Again Marquez uses a metaphor when Florentino has an encounter with Fermina and goes home sick. We can see it here “…. he had the weak pulse, the hoarse breathing, the pale perspiration of a dying man […..] To conclude once again that explicitly drive the point that love is destructive and is never always a good thing. I can’t help but wonder if Marquez thinks love to be sort of a sorry joke as if he kind of likes to look down on people who fall in love considering the fact that he was 61 when this book was released. It’s like he’s writing about his own experience as a lover. Writers can draw upon their own experience when writing realistic fiction; that’s what makes it so realistic. Marquez has many pearls of wisdom hidden throughout the entire book. Usually when a character opens their mouth for dialogue they have said something either useful or meaningful. On page 168 we have a dialogue between Uncle Leo and
Florentino
“Love is the only thing that interest me,” he said
“The trouble,” his uncle said to him,” is that without river navigation there is no love.”
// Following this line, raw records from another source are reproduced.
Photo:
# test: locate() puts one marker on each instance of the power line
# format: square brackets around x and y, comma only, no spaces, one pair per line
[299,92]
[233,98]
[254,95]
Now considering the fact that Marquez is in his early sixties we can assume that this quote came from experience. Marquez has some considerable life experiences under his belt. What if the novel and some of the aspects of it were actually taken from his own personal life? I want to draw attention to the last section of the quote, the fragment about river navigation. What if Marquez is trying to tell us that seeking out love and being unexperienced in the ways of love? What Uncle Leo means by the statement is that without guidance love can lead you down the wrong path and that the path will not necessarily end in a place that works out for everyone. It’s Marquez’s insightful language that helps drive some of these lessons hard into the mind of the reader. Florentino’s heartbreak is discernable, when he hears that Fermina is marrying and the pain he experiences when she is forced to move and leave him behind. Florentino never fully recovers from the lovesickness produced by Fermina Daza.